# Dragging clutch swift kontiki 1990 [talbot express 2.5TD]



## potholer99 (May 8, 2012)

For 6 months now the clutch has been dragging making it difficult to engage 1st or reverse, unless you stop engine , engage gear [easy] then start with clutch pedal down. Tightening cable cures but only for 20 miles or so, then needs more tightening. After several rounds of this I asked a mechanic - he said cable overtightened, slackened it off, and it was fine for a while, then dragging started again so I tightened 3 turns of locknuts, cured again for a few miles, then dragging again. New cable fitted, no difference, no visible trouble at either end of cable, pedal box etc. Prior to this van hadn't moved for 3 months, clutch stuck, had to release by jacking front wheels off ground, start engine in gear, jam on brakes to stop wheels - needed several goes at this till it released! Could this have damaged clutch causing dragging problem ? Anyone suggest a cheaper cure than clutch replacement?
Nigel


----------



## erneboy (Feb 8, 2007)

If your clutch isn't releasing first check the external bits. See if the release fork lever is moving far enough, can you force it a little further and release the clutch. You can check without having the engine running. Maybe the fork has become bent.
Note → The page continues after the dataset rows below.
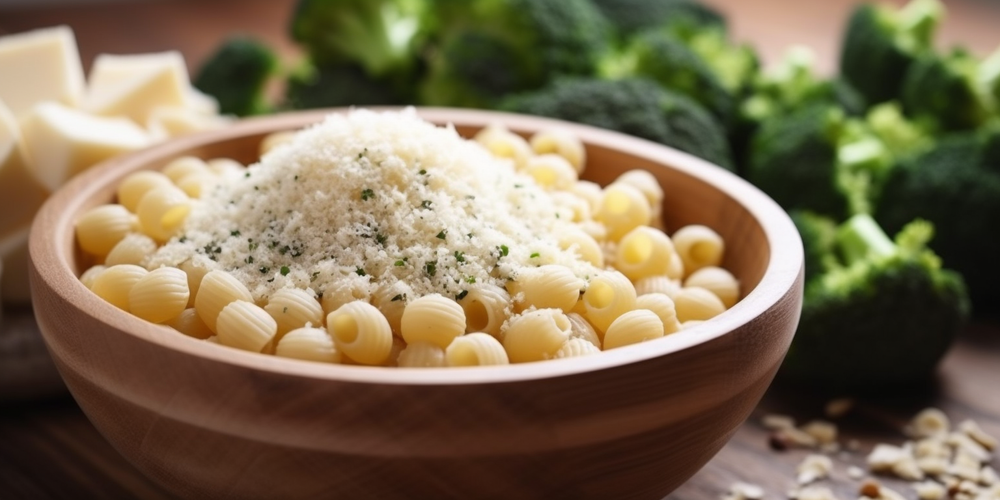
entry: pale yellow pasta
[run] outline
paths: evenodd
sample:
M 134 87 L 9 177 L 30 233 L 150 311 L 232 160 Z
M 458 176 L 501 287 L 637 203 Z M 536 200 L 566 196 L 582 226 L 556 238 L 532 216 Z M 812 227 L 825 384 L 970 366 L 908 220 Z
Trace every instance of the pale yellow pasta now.
M 500 327 L 510 315 L 507 290 L 496 285 L 477 285 L 458 304 L 465 312 L 466 332 L 485 332 L 500 338 Z
M 399 355 L 406 349 L 406 341 L 395 335 L 392 336 L 392 347 L 389 348 L 389 356 L 382 362 L 382 366 L 399 366 Z
M 582 174 L 587 164 L 587 150 L 583 141 L 573 133 L 560 128 L 539 130 L 529 139 L 528 144 L 535 154 L 555 153 L 569 162 L 576 173 Z
M 705 322 L 705 320 L 702 320 L 702 319 L 689 319 L 689 320 L 681 323 L 681 330 L 687 330 L 688 328 L 696 327 L 696 326 L 698 326 L 698 325 L 700 325 L 700 324 L 702 324 L 704 322 Z
M 674 301 L 662 293 L 647 293 L 635 299 L 636 309 L 647 309 L 653 311 L 663 323 L 663 334 L 670 335 L 677 333 L 681 329 L 680 321 L 677 321 L 677 307 Z
M 142 197 L 136 214 L 142 232 L 159 241 L 167 241 L 184 223 L 191 211 L 191 198 L 175 186 L 151 189 Z
M 566 190 L 576 182 L 576 169 L 565 158 L 554 154 L 544 154 L 528 158 L 524 173 L 547 190 Z
M 638 344 L 663 336 L 663 322 L 653 311 L 636 309 L 622 314 L 604 332 L 604 349 Z
M 566 315 L 569 319 L 570 324 L 570 339 L 582 339 L 594 344 L 594 347 L 601 348 L 601 337 L 597 335 L 597 331 L 594 330 L 594 326 L 590 324 L 579 313 L 571 312 Z
M 264 156 L 271 152 L 274 148 L 292 142 L 292 138 L 295 137 L 295 131 L 285 130 L 281 132 L 272 132 L 264 136 L 264 140 L 260 141 L 260 155 Z
M 312 293 L 301 288 L 282 288 L 267 301 L 264 310 L 278 324 L 278 338 L 307 324 L 323 324 L 323 307 Z
M 219 176 L 208 170 L 185 175 L 177 181 L 177 187 L 191 198 L 199 199 L 208 194 L 219 183 Z
M 555 357 L 569 340 L 573 325 L 559 309 L 535 309 L 510 319 L 503 347 L 511 363 Z
M 198 294 L 194 298 L 194 308 L 198 311 L 201 320 L 208 325 L 208 328 L 219 333 L 218 328 L 216 328 L 219 313 L 227 305 L 237 300 L 253 302 L 250 290 L 247 290 L 246 285 L 233 275 L 216 269 L 209 271 L 201 279 Z M 267 314 L 266 311 L 265 314 Z M 274 320 L 272 319 L 272 321 Z M 277 323 L 275 323 L 275 333 L 277 333 L 277 328 Z
M 219 344 L 219 336 L 218 335 L 212 335 L 211 337 L 206 338 L 205 342 L 208 342 L 209 344 L 221 345 L 221 344 Z
M 403 321 L 403 310 L 411 298 L 414 298 L 413 289 L 405 281 L 383 285 L 372 294 L 372 305 L 382 311 L 394 335 L 401 335 L 400 323 Z
M 115 307 L 128 311 L 128 296 L 132 287 L 147 274 L 149 271 L 145 268 L 132 264 L 111 266 L 94 278 L 90 290 Z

Maybe the thrust bearing is breaking up but probably the pressure plate is just knackered.

If you do end up fitting a clutch fit a whole kit just to be sure, Alan.


----------



## sideways (Jun 2, 2008)

This is worth checking my old Hymer with the same engine and box did exactly this, the arm that the cable connects to is clamped on the shaft coming out of the gearbox with a pinchbolt, the arm is pressed steel, mine was rotten and bending and moving round the shaft evry time i adjusted the cable it was fine for a couple of days then it dragged again, i replaced the arm and no more problems, its worth a look.


----------



## potholer99 (May 8, 2012)

Thanks erneboy and sideways. Clutch does release - one wheel jacked up and in 5th with pedal down,wheel can be rotated easily by hand. Arm cable moves is not on mine attached with a pinchbolt - all you see is a thin circlip - havent tried to remove it - arm not rusted at all but I'll try and make sure its not the culprit.
Looking through inspection hole at the top, with flywheel rotated so the edge of the plate is visible through a gap in the coverplate, when pedal is fully down the linings still appear to touch on both sides as the springy metal centre of the plate expands and pushes the linings apart slightly. In this condition the wheel as said above can be easily turned in 5th gear, although you can hear the linings rubbing just like disc brake pads. That all seems normal, though I estimate the pressure plate is only pulling back less than 1mm and I would have expected more.
Someone suggested the clutchplate may not be moving freely on the splined shaft so I'm thinking of squirting some oil on the splines , possibly having to drill a hole in the casing for this!
It would be a shame to go for replacement - this clutch has only done 20k.


----------



## mrbricolage (Jun 30, 2008)

Check the pedal box! That is the other area that could be causing issues. Also check all the bushes are in good nick. These could be adding to your woes.


----------



## erneboy (Feb 8, 2007)

Try levering the arm a bit further and see if the clutch disengages completely then, Alan.


----------



## potholer99 (May 8, 2012)

Yes the arm wasn't moving far enough. After removing the engine lifting bracket and disconnecting a breather pipe the inspection hole is visible at the top of the clutch housing. With pedal down the spring plate expands the linings which still seemed to be touching both sides, though a jacked up wheel could be turned by hand in 5th gear. Moving the lever further gave an obvious 1-2mm clearance. The lever seemed a bit tight so I sprayed silicone lube into the shaft bushes externally, also internally through the inspection holes behind the vacuum pump
[after removing it] hoping to avoid oiling the clutchplate.
Also lubricated the clutch cable, and rerouted it to avoid sharp bends. It now curves above the engine instead of being clipped to the bulkhead. Problem now solved - pressure to floor the pedal is halved, movement at the lever almost doubled, and no dragging at all!
So which of these was the answer? Don't care - they probably all needed done!
Nigel


----------



## UncleNorm (May 1, 2005)

Put your foot UNDER the clutch pedal and lift. How much free play is there? I'm assuming you have a cable operated clutch in which case try tightening the cable at the engine end. It worked on my 2000 Peugeot.